14Alzo zegt de Heere Heere: Gelijk het ganse land verblijd is, alzo zal Ik u de verwoesting aandoen.
 Gelijk het ganse land verblijd is, Gelijk het ganse land der Edomieten zich verheugd heeft over Israëls verwoesting, alzo zal Ik hun ganse land daarom ook weder verwoesten. Zie vs.15. Anders: als de ganse aarde verblijd is [dan] zal Ik, enz.; dat is, als er overal blijdschap zal wezen over de weldaden, die Ik mijn volk zal bewijzen, voornamelijk door den Messias, dan zult gij geplaagd en verwoest zijn.
,
 alzo Dit woord is hier tot aanvulling van den zin ingevoegd uit vs.15.
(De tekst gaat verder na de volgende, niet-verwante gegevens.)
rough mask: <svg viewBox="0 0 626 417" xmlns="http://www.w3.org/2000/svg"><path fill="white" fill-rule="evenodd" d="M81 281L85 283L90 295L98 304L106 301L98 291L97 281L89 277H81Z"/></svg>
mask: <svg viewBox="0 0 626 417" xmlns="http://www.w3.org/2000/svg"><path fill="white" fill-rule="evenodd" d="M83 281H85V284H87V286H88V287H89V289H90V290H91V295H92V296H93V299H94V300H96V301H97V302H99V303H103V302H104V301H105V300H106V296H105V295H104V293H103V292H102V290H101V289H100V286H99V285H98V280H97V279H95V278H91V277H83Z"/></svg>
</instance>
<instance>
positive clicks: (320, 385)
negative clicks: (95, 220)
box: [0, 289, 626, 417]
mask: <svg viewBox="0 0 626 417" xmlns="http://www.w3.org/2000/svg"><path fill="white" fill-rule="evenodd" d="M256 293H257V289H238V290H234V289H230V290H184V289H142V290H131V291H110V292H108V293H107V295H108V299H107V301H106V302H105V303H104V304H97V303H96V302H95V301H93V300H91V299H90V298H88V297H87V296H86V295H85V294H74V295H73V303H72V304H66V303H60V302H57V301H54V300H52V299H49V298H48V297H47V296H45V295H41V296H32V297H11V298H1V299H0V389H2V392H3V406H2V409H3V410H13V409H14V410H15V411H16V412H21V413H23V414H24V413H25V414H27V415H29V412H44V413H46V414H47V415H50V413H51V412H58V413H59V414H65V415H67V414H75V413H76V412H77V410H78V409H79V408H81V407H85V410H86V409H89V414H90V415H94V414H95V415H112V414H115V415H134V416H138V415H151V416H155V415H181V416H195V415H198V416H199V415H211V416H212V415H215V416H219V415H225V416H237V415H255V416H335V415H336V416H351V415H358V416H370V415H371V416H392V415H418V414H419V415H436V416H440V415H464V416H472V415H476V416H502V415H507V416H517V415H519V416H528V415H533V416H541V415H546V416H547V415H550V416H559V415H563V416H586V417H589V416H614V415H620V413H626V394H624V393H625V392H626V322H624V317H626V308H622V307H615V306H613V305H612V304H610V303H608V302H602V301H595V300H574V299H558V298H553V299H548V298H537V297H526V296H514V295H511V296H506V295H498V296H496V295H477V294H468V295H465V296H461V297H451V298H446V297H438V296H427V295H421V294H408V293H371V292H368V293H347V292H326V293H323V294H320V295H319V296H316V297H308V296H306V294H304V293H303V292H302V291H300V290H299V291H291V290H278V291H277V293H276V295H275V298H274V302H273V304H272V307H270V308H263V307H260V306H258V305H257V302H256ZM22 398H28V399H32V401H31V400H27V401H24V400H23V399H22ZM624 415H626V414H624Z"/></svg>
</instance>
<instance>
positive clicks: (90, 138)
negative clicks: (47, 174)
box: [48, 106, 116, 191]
15Gelijk gij u verblijd hebt over de erfenis van het huis Israëls, omdat zij verwoest is, alzo zal Ik aan u doen; het gebergte van Seir, en gans Edom, zal geheel een verwoesting worden; en zij zullen weten, dat Ik de Heere ben.
 Gelijk gij u verblijd hebt Hebreeuws, naar uwe blijdschap. Vergelijk boven vs.11, en elders dikwijls.
,
  erfenis van het huis Israëls, Over de verwoesting van het land Kanaän, dat Ik Israël [en niet u] ten erve gegeven heb.
,
 gans Edom, Gelijk het ganse land Edom over Israëls ellende gejuicht heeft, gelijk in vs.14 gezegd is.